So what's the big idea?
The 3rd instalment in an occasional series on writing a new critical physio book
If you’ve subscribed to this new CPN newsletter, you’ll have noticed you’re now getting three different ‘streams’. There are blogs with news about CPN events (called the CPN Herald), there are the weekly CPN Digests which come each week with 15 curated critical physio-related links from the margins of the Internet, and there are these ‘Third book’ newsletters, which are about the long process of writing a new book to follow Physiotherapy Otherwise.
Having explained the basic idea of the project here, and talked about what you need to have in place if you’re going to write a book (here), today’s post is about the book’s big idea.
As I mentioned in the first post, my plan was always to write a three-book series, with this third book being philosophical.
Being an early qualitative health researcher I had to have a basic appreciation for philosophy. So since the 1990s, I’ve been trying to make sense of phenomenology, realism, constructivism, and a dozen other ‘isms’. Most of these did nothing for me, but I found my home in the early 2000s when I was introduced to postmodernism.
Postmodernism is skepticism towards grand narratives, and the belief that there is no objective reality underneath our language games, desires, and power struggles. The Crown Prince of postmodernists is probably Michel Foucault, whom I love dearly. I even look like him!
But I wouldn’t be a good postmodernist if I wasn’t also skeptical of postmodernism, and for years I’ve been concerned that it’s pushed me to reject the physical reality of the biological body in favour of a world made up only of discourse. This always troubled me, because even if I could reconcile myself to this idea, I didn’t think most of my physiotherapy colleagues could. So if I wanted to find a way to ‘diagnose’ physiotherapy better, I’d need to find a different way to think.
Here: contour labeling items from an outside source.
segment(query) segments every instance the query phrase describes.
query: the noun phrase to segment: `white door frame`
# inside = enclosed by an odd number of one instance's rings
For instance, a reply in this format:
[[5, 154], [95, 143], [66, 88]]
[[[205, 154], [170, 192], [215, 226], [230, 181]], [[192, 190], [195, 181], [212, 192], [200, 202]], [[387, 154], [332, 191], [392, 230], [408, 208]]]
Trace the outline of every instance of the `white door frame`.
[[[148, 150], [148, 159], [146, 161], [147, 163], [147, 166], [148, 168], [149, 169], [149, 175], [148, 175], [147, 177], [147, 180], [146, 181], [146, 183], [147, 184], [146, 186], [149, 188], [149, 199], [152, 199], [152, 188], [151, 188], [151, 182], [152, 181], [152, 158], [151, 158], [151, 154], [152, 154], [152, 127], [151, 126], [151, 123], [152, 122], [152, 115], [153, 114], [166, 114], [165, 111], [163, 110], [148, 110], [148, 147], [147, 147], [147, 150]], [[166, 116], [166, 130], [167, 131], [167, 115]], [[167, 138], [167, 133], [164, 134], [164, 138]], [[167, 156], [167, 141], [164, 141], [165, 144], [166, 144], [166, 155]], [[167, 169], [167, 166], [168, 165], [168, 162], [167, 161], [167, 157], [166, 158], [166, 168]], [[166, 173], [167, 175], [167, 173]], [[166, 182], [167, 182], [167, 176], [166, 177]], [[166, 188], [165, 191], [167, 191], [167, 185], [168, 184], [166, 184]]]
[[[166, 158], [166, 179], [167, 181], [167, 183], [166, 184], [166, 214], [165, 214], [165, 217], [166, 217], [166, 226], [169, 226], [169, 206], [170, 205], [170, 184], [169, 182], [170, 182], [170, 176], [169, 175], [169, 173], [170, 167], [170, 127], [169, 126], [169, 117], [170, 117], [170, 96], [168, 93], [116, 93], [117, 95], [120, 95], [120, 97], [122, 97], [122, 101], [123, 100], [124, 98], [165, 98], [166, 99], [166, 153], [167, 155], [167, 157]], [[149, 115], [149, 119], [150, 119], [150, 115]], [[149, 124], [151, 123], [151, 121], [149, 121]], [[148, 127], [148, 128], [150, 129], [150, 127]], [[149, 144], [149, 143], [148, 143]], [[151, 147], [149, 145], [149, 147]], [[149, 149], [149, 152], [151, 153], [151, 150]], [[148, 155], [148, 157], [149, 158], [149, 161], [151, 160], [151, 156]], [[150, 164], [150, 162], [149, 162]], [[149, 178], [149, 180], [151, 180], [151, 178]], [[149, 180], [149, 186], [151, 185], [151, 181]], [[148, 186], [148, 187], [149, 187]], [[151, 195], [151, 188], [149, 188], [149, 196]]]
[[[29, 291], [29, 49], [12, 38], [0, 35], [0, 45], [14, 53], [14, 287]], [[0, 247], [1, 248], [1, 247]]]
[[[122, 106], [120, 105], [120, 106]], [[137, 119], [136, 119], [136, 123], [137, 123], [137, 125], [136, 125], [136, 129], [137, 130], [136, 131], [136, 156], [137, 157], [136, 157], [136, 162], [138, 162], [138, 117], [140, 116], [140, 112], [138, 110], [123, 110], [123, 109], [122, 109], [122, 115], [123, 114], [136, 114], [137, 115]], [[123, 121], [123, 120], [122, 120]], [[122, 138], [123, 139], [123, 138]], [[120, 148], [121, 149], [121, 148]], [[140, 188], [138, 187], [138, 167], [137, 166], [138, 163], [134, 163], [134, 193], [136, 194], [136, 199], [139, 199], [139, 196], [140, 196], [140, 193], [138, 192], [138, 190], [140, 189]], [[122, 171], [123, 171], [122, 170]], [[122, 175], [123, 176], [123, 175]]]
So I began to search for philosophies that could account for the full majesty of the world around us: philosophies that could account for bodies that are real and bodies that exists only in language; human experiences, as well as the billions of other non-human entities that make up the physical therapies; social forces like gender or colonisation and rectus femoris muscles that seem to be entirely anti-social.
Three or four years ago I came across a group of thinkers who were exploring a philosophy that didn’t just try to reconcile our conventional philosophies but created entirely new ways to think. They developed an approach variously called Speculative Realism or Object Oriented Ontology (OOO). I’ll explain more about this in a future post, but for now, suffice to say it’s an approach that might just provide the basis for a radical new way to approach the physical therapies.
So the book that I’m embarking on now is going to look at each of the fundamental physical therapies - touch, movement, exercise, heat and cold, light, water… - and try to understand them in a new way.
I’ve already tried to do this in an article that looked at respiratory physiotherapy (open access version here), and I’ll hopefully be doing more of this short-form writing over the next couple of years.
But for someone with a classical physiotherapy training, this is heavy stuff. And even my love of philosophy doesn’t mean that this is an easy process. I’m on sabbatical this year, so I’m going to spend a lot of my time in slow, deep reading of books that feel sometimes like they’re written in a foreign language. But this is how it has to be, I suppose. It probably wouldn’t be a radical idea if it made perfect sense or flowed like water.
And I’m already wondering how on earth I’m going to explain the strangeness of these ideas to physiotherapists who still think qualitative research is exotic. I don’t want to have to spend most of the book explaining a new set of theories and leave no room to say something actually about physical therapy. But that’s a problem for another day. For now, I’ve just got to get back to trying to understand the Body-without-Organs.
Great to know you're working on "future", after having a look at the "past" (End of PT - bought and arrived yesterday) and to the "present" (PT Otherwise - reading). I will be working soon on an online platform to inform Italian PTs and general practitioners (mainly) on the role of the profession, partly (but soundly) based on your work.